1. [Retriever](https://gdplabs.gitbook.io/sdk/gen-ai-sdk/tutorials/retrieval/retriever) concepts and [Data Store](https://github.com/GDP-ADMIN/gl-sdk/blob/docs/gitbook-sync/gitbook/gen-ai-sdk/data-store/README.md)
2. [Chunk](https://github.com/GDP-ADMIN/gl-sdk/blob/docs/gitbook-sync/gitbook/gen-ai-sdk/data-store/README.md) schema and metadata fields
3. Entity extraction and PII handling concepts
4. Basic understanding of query anonymization

</details>

## Installation

{% tabs %}
{% tab title="Linux, macOS, or Windows WSL" %}

```bash
pip install --extra-index-url https://oauth2accesstoken:$(gcloud auth print-access-token)@glsdk.gdplabs.id/gen-ai-internal/simple/ "gllm-retrieval"
```

{% endtab %}

{% tab title="Windows Powershell" %}

```powershell
pip install --extra-index-url https://oauth2accesstoken:$(gcloud auth print-access-token)@glsdk.gdplabs.id/gen-ai-internal/simple/ "gllm-retrieval"
```

{% endtab %}

{% tab title="Windows Command Prompt" %}

```bash
FOR /F "tokens=*" %T IN ('gcloud auth print-access-token') DO pip install --extra-index-url "https://oauth2accesstoken:%T@glsdk.gdplabs.id/gen-ai-internal/simple/" "gllm-retrieval"
```

{% endtab %}
{% endtabs %}

## What it does

The PII-Aware Retriever intercepts queries to anonymize sensitive information, performs hybrid search with entity-aware filtering, fuses results from multiple strategies, and finally de-anonymizes retrieved chunks to restore original content.
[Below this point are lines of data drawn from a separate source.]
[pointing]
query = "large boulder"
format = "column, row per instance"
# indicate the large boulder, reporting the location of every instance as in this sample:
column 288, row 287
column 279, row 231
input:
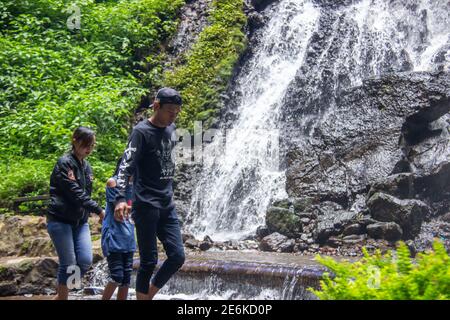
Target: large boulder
column 25, row 236
column 434, row 187
column 332, row 220
column 360, row 142
column 409, row 214
column 385, row 230
column 399, row 185
column 283, row 221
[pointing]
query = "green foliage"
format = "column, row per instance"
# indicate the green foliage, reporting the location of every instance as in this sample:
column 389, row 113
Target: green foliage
column 392, row 276
column 209, row 64
column 54, row 79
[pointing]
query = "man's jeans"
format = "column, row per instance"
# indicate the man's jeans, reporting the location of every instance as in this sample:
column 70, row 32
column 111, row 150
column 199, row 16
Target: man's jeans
column 150, row 223
column 74, row 248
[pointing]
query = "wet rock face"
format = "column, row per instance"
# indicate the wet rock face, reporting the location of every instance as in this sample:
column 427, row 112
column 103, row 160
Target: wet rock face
column 284, row 221
column 25, row 236
column 361, row 140
column 260, row 5
column 28, row 276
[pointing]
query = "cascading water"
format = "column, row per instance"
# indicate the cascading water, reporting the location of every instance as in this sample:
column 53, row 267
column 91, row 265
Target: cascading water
column 329, row 49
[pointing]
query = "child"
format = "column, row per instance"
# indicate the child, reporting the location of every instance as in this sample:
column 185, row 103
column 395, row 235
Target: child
column 118, row 243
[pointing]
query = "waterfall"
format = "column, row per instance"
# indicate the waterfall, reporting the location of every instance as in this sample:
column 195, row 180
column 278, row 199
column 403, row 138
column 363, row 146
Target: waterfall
column 321, row 50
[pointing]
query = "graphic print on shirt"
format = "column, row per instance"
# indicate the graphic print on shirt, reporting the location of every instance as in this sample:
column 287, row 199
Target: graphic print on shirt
column 166, row 159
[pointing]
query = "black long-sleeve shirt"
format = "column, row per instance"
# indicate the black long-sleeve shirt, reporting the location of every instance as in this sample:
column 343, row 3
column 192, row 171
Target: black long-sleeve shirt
column 148, row 157
column 70, row 191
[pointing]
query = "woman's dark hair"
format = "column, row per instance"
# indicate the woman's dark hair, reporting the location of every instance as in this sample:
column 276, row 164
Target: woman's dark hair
column 83, row 135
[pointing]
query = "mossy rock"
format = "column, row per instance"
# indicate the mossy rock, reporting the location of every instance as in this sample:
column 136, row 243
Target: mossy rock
column 283, row 221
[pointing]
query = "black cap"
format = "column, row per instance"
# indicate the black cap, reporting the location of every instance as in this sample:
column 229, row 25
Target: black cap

This ensures privacy during the search process while maintaining retrieval accuracy.

## Basic Usage

Create a PII-aware retriever with entity-based privacy:

```python
from gllm_datastore.data_store import ElasticsearchDataStore
from gllm_inference.em_invoker import OpenAIEMInvoker
from gllm_retrieval.retriever import PIIAwareRetriever
from gllm_retrieval.retriever.pii_resolver import MetadataPIIResolver

# Data store with vector capability
em_invoker = OpenAIEMInvoker(model_name="text-embedding-3-small")
data_store = ElasticsearchDataStore(
    index_name="documents"
).with_vector(em_invoker=em_invoker)

# Create retriever with PII resolver
pii_resolver = MetadataPIIResolver()  # Extracts entities from metadata

retriever = PIIAwareRetriever(
    data_store=data_store,
    pii_resolver=pii_resolver,
    weights=[0.5, 0.5]  # Equal weight on vector and entity-filtered search
)

# Query with PII is automatically anonymized
results = await retriever.retrieve(
    "What are the medical records for John Doe?",
    top_k=10
)
# Results are de-anonymized before returning
```

## Weighted Hybrid Search

Configure weights for combining vector and entity-filtered search:

```python
retriever = PIIAwareRetriever(
    data_store=data_store,
    pii_resolver=pii_resolver,
    weights=[0.7, 0.3]  # 70% vector, 30% entity-filtered
)

results = await retriever.retrieve(
    "Find documents about Alice Smith",
    top_k=10,
    threshold=0.7
)
```

## Filtering and Batch Queries

Apply additional filters and handle batch queries:

```python
from gllm_datastore.core.filters import filter as F

retriever = PIIAwareRetriever(
    data_store=data_store,
    pii_resolver=pii_resolver
)

# Single query with filters
results = await retriever.retrieve(
    "Query with PII",
    query_filter=F.eq("metadata.department", "HR"),
    top_k=10
)

# Batch queries (all will be anonymized)
batch_results = await retriever.retrieve(
    ["Query 1 with PII", "Query 2 with name"],
    top_k=10
)
```

{% hint style="info" %}
**Implementation Notes**:

* Queries are anonymized before any data store access (no PII exposure in logs)
* Entity extraction is configurable via the PII resolver strategy
* Hybrid search combines vector similarity and entity-aware filtering
* Results are de-anonymized using the mapping created during anonymization
* The entities\_field metadata stores extracted entities for filtering
* Batch queries process each query independently through anonymization
  {% endhint %}

## Privacy Guarantees

The PII-Aware Retriever provides:

1. **Query Privacy**: PII in queries is anonymized before search operations
2. **Entity Filtering**: Metadata-based entity filtering isolates sensitive data
3. **Result Privacy**: Retrieved chunks are de-anonymized only at the final output
4. **Audit Trail**: Entity mappings can be logged separately for compliance

This design ensures that sensitive information is never exposed in intermediate search operations while still retrieving accurate results.